How managing the temperature of water improves your coffee (And leaves you wanting for more!)

I must admit, as much as I love the NZ summer, I do love the transitioning into Autumn even more…
It is my favorite season. My appetite comes back, and the temperature is just perfect, not too hot or cold, not humid, and not too dry. In such a comforting climate, I tend to enjoy my coffee even more.

Talking about temperatures
 I want to share with you another tip on water today for when brewing coffee.

Different hot beverages have recommended brewing temperatures to bring the best out of them. The Japanese Sencha is best brewed with 80degrees, yet a Gyokuro tea is 70 degrees. 
Traditionally, we manage these temperatures by transferring the hot water into the teacups and back into the Kyusu (teapot), which creates the desired temperatures for the tea’s actual brewing. When I was little I always watched my grandmother, aunties all doing this so swiftly, sitting down by the kotatsu and with little Japanese sweets to accompany the tea (the sweets were my priority, of course)  I do miss these qualities times I shared with them, especially my grandmother…

So how about coffee??
Well, you’d be happy to know that it’s much more simple with coffee (I love simple)
Well, that’s if you have good beans, of course.

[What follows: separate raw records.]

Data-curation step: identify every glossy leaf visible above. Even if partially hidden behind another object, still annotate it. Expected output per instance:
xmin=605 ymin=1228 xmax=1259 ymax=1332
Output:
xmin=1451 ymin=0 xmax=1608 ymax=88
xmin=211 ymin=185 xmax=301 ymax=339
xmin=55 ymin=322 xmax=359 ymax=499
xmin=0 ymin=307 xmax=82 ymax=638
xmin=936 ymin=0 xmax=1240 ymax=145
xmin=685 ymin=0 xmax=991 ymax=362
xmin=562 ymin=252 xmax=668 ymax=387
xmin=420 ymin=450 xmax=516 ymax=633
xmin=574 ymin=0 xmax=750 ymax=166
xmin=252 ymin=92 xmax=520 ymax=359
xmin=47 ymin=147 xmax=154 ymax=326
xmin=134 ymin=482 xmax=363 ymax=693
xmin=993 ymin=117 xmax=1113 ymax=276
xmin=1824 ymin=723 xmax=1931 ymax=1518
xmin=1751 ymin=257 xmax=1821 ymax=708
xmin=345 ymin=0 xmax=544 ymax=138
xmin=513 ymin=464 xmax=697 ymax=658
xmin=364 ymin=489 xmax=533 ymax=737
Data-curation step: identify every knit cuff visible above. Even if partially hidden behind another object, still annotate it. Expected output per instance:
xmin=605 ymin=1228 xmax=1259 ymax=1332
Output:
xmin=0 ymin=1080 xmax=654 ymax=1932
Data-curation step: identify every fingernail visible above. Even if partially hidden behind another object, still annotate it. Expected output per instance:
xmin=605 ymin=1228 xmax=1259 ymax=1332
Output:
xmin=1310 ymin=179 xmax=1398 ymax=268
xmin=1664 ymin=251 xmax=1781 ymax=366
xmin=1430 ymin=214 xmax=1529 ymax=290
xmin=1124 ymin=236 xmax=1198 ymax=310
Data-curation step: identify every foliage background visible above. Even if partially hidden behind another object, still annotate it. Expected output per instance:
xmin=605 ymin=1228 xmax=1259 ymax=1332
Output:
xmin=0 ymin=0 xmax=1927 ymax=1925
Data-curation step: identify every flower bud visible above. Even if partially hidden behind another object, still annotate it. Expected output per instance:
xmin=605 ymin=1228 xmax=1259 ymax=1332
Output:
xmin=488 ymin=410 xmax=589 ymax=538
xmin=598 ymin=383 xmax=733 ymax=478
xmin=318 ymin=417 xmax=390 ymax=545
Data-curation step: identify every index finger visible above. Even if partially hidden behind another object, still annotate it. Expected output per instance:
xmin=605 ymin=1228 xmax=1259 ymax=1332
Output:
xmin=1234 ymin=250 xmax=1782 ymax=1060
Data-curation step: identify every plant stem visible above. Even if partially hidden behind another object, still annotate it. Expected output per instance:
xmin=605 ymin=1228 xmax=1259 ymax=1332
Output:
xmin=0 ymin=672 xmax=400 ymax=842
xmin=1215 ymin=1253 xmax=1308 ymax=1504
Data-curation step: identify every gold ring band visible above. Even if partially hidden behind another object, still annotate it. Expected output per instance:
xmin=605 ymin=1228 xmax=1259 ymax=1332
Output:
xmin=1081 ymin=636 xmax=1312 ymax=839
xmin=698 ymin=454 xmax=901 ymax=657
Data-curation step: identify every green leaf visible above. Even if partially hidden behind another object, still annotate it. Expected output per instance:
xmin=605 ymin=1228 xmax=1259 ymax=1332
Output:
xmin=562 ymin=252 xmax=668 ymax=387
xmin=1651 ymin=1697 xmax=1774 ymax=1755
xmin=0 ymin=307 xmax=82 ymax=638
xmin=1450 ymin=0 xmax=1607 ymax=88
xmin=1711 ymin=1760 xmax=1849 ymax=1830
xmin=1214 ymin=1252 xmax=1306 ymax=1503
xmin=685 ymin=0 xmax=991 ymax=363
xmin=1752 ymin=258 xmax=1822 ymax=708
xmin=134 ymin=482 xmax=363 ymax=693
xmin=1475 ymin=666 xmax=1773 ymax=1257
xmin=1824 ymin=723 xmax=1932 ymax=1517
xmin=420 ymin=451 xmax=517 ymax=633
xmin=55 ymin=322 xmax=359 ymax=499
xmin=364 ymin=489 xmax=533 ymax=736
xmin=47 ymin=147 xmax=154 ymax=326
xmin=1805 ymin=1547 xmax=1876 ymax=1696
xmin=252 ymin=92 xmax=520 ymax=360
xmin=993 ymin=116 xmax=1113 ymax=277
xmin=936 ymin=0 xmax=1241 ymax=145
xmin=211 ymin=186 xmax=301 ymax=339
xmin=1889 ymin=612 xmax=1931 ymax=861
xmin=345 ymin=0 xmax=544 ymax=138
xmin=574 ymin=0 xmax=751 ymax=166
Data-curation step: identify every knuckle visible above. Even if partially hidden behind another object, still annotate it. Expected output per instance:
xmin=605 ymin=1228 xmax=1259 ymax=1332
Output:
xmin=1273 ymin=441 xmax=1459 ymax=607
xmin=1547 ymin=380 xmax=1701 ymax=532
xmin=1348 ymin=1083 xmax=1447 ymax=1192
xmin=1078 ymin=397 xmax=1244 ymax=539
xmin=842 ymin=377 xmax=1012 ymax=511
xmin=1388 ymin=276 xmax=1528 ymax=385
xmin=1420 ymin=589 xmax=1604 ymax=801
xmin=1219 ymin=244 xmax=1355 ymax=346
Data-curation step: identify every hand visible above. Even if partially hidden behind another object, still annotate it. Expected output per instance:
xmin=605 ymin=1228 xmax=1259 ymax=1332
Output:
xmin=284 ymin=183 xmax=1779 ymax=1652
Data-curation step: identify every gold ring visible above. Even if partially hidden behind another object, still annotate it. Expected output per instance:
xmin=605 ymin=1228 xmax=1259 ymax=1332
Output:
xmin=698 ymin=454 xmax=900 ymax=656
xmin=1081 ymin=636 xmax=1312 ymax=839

Good quality beans need water near-boiling. It helps to extract the great flavors out of them. So no tricky handling of adjusting the temperature. Just boil some good fresh filtered water in the kettle and use it straight after it’s boiled. 

Happy Brewing, everyone! 
 
P.S I’ll give you a little tip if you have some coffee sitting in your cupboard for some time. DON’T use near-boiling water; instead, use something lower like 80 degrees. It prevents it from extracting the old/stale and not-so-fresh flavors. It disguises the taste a little bit.